Melissa Mellor

Remember to Ask the Kids

During their ASCD Annual Conference session, "Understanding, Evaluating, and Shaping School Climate for the Whole Child," Molly McCloskey, from ASCD, and Jonathan Cohen, from the Center for Social and Emotional Education, discussed the importance of school climate, how to measure it well, and how to use school climate data to make school improvements. McCloskey shared the following story with attendees:

A middle school was struggling with students arriving late to class. School personnel tried all the traditional methods of discipline. They sent the kids they caught in the hall after the bell rang to detention; they informed parents about the problem. Nothing worked. Finally they turned the issue over to the student council, which decided to conduct a quick student survey. The survey findings revealed the root of the problem: There were no clocks in the school's hallways.

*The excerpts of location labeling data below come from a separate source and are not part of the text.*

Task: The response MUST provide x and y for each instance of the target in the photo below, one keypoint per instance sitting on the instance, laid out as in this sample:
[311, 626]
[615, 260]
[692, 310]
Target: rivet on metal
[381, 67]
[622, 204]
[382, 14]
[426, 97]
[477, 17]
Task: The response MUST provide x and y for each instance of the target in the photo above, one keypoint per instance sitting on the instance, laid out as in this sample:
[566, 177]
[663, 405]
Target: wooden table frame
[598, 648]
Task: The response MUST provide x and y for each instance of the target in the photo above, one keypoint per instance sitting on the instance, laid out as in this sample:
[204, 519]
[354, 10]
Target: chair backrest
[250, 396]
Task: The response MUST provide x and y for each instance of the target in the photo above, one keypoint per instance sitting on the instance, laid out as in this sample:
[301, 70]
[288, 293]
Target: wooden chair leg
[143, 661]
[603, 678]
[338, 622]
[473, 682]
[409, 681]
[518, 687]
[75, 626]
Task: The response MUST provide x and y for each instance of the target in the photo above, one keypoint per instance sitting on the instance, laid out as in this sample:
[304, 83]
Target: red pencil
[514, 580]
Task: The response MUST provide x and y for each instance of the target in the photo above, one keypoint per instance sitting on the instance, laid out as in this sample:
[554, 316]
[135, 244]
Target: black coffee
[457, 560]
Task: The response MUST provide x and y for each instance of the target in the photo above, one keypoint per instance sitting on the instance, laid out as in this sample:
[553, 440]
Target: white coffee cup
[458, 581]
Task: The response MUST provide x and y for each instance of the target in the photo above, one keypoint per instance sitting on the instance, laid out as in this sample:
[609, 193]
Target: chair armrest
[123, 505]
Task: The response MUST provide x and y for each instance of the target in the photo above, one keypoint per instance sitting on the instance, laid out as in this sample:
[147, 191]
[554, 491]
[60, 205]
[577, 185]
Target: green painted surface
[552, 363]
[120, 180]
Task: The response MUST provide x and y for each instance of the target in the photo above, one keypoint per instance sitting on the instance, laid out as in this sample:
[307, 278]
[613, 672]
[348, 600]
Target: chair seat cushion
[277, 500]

According to McCloskey, the moral of that story is to regularly talk with students about school climate and school issues. Cohen also emphasized this point. He said schools should survey students, parents, and all school personnel about school climate because surprising and meaningful discrepancies can be discovered in which the adults' perceptions of climate significantly differ from the kids'.

Other session highlights:

  • It's important to assess all of the dimensions that color and shape school climate (safety, relationships, teaching and learning, and the environment).
  • Disaggregate your school climate data by age, racial background, etc.
  • Positive school climate is strongly correlated with, and to some extent, predictive of high-quality teaching and academic achievement.
  • Measurement should be part of a process of continuous learning and school climate improvement. This is in stark contrast to the attitude, "It's April. We're supposed to do the climate survey."
  • Address issues raised by school climate measurement through a no-fault framework in which the focus is on solving problems and not assigning blame.